Avrupa’daki gibi Türkiye’de de sorun yalnızca teknolojik değil, çok boyutlu bir yönetişim meselesidir. Talep tarafı yönetimi, prosumer modelleri, dağıtık üretim ve enerji depolama gibi alanlar hâlâ mevzuatsal ve teknik engellerle karşı karşıya. 2024–2028 Stratejik Planı’nda bu hedeflere yer verilse de, planın uygulama kapasitesinin yeterli olmadığı aynı belgede de açıkça görülmektedir (ETKB, 2024).
Önemli Noktalar:
- Türkiye’nin akıllı şebeke vizyonu ile mevcut uygulama kapasitesi arasında büyük fark var
- BT/OT entegrasyonu, veri standardizasyonu ve sayaç altyapısı yetersiz
- Avrupa süper şebekesine entegrasyon, Türkiye için fırsat ve zorluklar içeriyor
- Sadece teknik değil, yönetişim reformları da gerekli
3. Özelleştirme Mirası: Kamu Yararından Yatırımcı Yararı Modeline
2000’li yıllarda Türkiye’de hız kazanan altyapı özelleştirme politikaları, kamu yatırımlarının “verimsizliği” ve devletin “kaynak yetersizliği” söylemleriyle meşrulaştırıldı.

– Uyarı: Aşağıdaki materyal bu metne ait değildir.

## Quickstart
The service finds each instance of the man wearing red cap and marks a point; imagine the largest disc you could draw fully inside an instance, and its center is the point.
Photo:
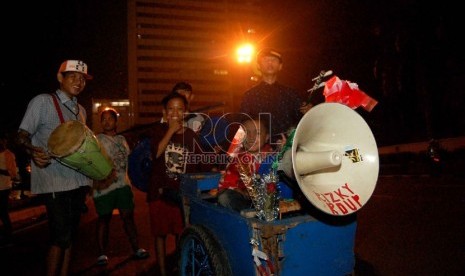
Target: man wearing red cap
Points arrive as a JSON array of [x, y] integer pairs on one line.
[[279, 104], [62, 189]]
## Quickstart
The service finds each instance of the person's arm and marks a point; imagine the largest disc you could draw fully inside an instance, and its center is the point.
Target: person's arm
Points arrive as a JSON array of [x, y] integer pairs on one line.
[[174, 126], [40, 157], [11, 166]]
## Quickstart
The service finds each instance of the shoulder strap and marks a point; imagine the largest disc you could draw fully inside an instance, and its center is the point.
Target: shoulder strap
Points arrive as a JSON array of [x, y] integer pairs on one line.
[[57, 107]]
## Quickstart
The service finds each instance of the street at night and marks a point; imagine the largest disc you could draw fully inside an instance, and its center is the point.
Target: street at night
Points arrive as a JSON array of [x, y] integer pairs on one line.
[[412, 225]]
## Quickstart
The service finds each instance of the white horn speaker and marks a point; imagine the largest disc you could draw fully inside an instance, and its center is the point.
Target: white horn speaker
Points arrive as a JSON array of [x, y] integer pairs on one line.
[[334, 159]]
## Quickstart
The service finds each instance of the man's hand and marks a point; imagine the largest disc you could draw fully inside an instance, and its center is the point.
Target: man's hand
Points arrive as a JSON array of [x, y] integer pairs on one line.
[[40, 157], [305, 107]]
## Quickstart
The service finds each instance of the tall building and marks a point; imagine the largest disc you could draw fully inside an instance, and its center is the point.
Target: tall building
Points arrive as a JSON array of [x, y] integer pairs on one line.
[[187, 40]]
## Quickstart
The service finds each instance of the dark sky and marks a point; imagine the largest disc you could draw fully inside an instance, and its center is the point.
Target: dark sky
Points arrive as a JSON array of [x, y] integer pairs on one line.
[[416, 47]]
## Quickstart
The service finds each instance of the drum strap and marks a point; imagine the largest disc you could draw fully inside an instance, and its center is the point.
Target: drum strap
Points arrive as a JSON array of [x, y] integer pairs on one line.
[[57, 107]]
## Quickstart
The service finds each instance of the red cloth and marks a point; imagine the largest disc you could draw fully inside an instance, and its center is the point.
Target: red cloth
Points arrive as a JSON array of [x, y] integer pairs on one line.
[[347, 93], [231, 178]]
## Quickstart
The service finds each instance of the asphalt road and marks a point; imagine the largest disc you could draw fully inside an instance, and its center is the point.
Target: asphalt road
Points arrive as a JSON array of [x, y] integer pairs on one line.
[[410, 226]]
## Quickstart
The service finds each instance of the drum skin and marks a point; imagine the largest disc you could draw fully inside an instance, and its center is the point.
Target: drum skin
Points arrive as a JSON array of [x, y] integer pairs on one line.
[[73, 144]]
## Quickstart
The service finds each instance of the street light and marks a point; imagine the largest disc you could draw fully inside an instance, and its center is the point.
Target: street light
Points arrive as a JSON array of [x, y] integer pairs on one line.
[[245, 53]]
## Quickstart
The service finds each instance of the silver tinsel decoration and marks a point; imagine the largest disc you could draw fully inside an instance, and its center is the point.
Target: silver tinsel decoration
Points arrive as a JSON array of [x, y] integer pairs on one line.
[[262, 190], [267, 200]]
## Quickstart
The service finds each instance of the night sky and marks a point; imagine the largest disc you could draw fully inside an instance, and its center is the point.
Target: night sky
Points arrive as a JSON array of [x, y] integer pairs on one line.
[[406, 54]]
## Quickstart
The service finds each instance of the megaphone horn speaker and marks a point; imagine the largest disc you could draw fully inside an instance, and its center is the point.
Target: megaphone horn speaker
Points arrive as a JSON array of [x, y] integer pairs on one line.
[[334, 159]]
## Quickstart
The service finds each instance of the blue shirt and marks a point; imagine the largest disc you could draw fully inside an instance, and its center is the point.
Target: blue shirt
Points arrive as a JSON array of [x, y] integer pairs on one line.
[[277, 103], [40, 120]]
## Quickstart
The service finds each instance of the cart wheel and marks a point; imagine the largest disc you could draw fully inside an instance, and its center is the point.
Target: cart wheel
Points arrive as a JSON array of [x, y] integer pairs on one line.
[[201, 254]]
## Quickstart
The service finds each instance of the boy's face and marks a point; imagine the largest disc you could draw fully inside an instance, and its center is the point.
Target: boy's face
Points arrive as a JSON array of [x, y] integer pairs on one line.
[[186, 93], [174, 110], [256, 135]]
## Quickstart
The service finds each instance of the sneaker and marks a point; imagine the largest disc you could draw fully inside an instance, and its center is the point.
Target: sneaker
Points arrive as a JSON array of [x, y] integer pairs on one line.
[[102, 260], [141, 254]]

Telekomünikasyon sektöründe Türk Telekom’un 2005 yılında Lübnan merkezli Oger Grubu’na devri, enerji sektöründe ise 2009–2013 yılları arasında elektrik dağıtım bölgelerinin özel şirketlere aktarılması, bu dönüşümün simgesel adımları oldu. Bu sürecin temel vaadi, kamunun yapamadığı yatırımları özel sektörün daha etkin, hızlı ve yenilikçi biçimde gerçekleştireceği yönündeydi. Ancak bugün gelinen noktada bu vaadin büyük ölçüde gerçekleşmediği açıktır. Özelleştirme, hizmetin niteliğini artırmak bir yana, kamu yararı ilkesini zayıflatarak mevcut altyapıdan gelir elde etme hakkının özelleştirilmesine dönüşmüştür.
Telekom tarafında, Türk Telekom’un sahip olduğu eski bakır altyapının uzun yıllar boyunca alternatif işletmecilere tam ve adil şekilde açılmaması, “yerli tekel” benzeri bir piyasa yapısının oluşmasına neden olmuştur. Fiber altyapı yatırımları sınırlı kalmış, SAYE ve IP VAE gibi erişim modelleri yetersiz uygulanmış, ortak altyapı şirketleri ya kurulmamış ya da etkisiz bırakılmıştır. Kamuya ait pasif altyapılar, özel mülkiyet altına alınarak etkin kullanım dışına itilmiş, böylece dijital dönüşümün temelini oluşturacak ağ yapıları daralmıştır.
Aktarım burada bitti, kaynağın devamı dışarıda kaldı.